Stellite barrels can be easily identified, other than looking at the part/drawing number imprinted on the barrel, by carefully examining the chamber end. The seam between the steel retainer and the barrel tube along with the dimple from the installation of the pin, which locks the retainer to the tube, is clearly visible.
Drawing D7162785, the original Stellite barrel for the M1919A4, did not appear until January 27, 1950. The A4 Stellite barrel used the same liner, retainer and pin as the A6 Stellite barrel. The only difference was the contour of the tube. This assembly was only available until January 1952 when all of the individual parts for the M1919A4 and A6 barrel assemblies were redrawn and renumbered. The only apparent reason for this is to put the drawings on to newly designed drafting media which placed the Ordnance Department letter sized drawing medium in agreement with civilian ANSI letter size drawings.
From January 1952 until June of 1953 the newly numbered A4 barrel assembly D7148399 and the A6 assembly D7148400 did not have the chrome bore and front barrel bearing surface. The chrome plating was added after June 1953. The first textual mention of a Stellite barrel assembly for the A4 that we could locate is in ORD 7 SNL A-6 dated October 1951. This lists the assembly drawing as D7162785. Changes No. 1 to this document dated February, 1952 still shows the D35233 (now called 6535233) standard all steel A4 barrel and the D54559 (now called 6554559) the standard all steel A6 barrel with a note that the standard barrels were to be issued until the supply was exhausted and only then would the Stellite types will be issued.
From the outset, barrels for the ground type .30 calibers were required to be imprinted with the piece mark/drawing number and the manufacturer’s identification along with the Ordnance Department “flaming bomb” and the “P” indicating that the barrel had been proofed with a high pressure test cartridge. Barrels produced from the D7148399 and D7148400 drawings were also marked with heat resistant paint in 1/2-inch high letters. After 1947 when the War Department morphed into the Department of Defense, the practice of using the flaming bomb passed into disuse. Some barrels also contain markings applied by the manufacturer for their internal use. The subject of parts marking could turn into a never ending serial like the ones the author remembers in movie theatres in the early 1950s.
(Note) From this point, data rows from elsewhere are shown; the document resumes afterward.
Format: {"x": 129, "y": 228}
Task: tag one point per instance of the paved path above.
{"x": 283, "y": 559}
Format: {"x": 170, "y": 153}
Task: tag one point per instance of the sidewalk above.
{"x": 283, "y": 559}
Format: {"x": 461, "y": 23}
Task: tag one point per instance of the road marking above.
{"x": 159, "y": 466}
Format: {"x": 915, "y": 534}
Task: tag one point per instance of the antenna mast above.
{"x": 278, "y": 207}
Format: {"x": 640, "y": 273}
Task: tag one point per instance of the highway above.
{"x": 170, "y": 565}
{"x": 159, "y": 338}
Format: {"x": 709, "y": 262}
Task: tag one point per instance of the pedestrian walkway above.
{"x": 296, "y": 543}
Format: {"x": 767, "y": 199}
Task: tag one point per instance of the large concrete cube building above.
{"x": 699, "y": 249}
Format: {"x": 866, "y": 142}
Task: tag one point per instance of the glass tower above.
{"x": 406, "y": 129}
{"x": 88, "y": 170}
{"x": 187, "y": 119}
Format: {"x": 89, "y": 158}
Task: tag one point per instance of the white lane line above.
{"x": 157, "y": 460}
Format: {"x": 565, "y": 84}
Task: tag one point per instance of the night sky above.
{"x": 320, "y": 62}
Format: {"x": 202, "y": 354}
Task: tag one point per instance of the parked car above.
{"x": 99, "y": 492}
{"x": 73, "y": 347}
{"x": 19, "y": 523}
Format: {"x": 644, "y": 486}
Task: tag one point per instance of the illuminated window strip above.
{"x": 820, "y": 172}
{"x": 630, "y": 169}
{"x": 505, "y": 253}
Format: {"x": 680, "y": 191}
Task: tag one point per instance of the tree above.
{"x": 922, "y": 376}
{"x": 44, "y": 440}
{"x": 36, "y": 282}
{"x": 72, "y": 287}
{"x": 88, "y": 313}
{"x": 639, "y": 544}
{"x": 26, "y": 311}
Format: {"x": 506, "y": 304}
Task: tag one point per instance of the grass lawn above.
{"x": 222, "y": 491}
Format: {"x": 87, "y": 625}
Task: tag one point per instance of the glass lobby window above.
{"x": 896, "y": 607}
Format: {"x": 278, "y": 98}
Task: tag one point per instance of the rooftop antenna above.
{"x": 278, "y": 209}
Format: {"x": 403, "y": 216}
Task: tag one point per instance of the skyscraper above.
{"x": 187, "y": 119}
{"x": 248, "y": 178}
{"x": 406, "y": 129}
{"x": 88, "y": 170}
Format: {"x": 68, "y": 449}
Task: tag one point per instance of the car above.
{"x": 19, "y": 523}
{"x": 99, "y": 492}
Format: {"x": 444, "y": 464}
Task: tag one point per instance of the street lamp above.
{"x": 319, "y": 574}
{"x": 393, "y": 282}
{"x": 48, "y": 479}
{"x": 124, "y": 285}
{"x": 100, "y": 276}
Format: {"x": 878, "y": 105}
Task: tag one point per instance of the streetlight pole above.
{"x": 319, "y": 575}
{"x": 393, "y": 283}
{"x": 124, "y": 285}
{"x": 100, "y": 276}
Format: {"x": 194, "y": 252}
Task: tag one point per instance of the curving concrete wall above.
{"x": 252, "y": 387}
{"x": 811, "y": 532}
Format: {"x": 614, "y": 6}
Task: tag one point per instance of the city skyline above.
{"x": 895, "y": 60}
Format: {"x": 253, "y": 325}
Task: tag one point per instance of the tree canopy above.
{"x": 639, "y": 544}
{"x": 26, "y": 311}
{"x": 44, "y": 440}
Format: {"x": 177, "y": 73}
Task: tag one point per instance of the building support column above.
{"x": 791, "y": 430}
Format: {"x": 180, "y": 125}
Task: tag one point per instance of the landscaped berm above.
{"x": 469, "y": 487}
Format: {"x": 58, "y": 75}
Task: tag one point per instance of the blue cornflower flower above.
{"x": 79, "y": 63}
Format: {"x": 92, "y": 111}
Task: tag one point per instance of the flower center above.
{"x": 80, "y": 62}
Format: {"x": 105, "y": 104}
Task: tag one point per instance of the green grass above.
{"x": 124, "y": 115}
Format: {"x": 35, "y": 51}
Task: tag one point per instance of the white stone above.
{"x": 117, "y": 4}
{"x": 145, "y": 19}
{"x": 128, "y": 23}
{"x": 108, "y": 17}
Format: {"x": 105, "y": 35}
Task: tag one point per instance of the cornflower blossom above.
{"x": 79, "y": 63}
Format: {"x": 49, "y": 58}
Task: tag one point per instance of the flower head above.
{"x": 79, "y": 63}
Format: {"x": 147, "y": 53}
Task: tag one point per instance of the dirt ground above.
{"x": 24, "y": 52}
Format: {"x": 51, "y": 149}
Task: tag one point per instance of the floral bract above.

Originally, barrels were preserved with Cosmoline, wrapped in kraft paper and either packed in cardboard tubes stapled shut or crated in units of 10. The Army spent much time and money developing methods to preserve and pack stock in a way that the end user would not have to spend half a day scrubbing grease or Cosmoline off parts. The SACO-LOWELL A6 barrel shown was originally packed in September of 1962 and when opened in 2009 it was in perfect condition thanks to VCI paper wrapping and a VCI bore wick. The author has observed Saco produced A6 Stellite barrels dated as late as 1967. With the M1919/M37 reaching obsolescence the practice of using Stellite in the fabrication of light machine gun barrels faded into obscurity.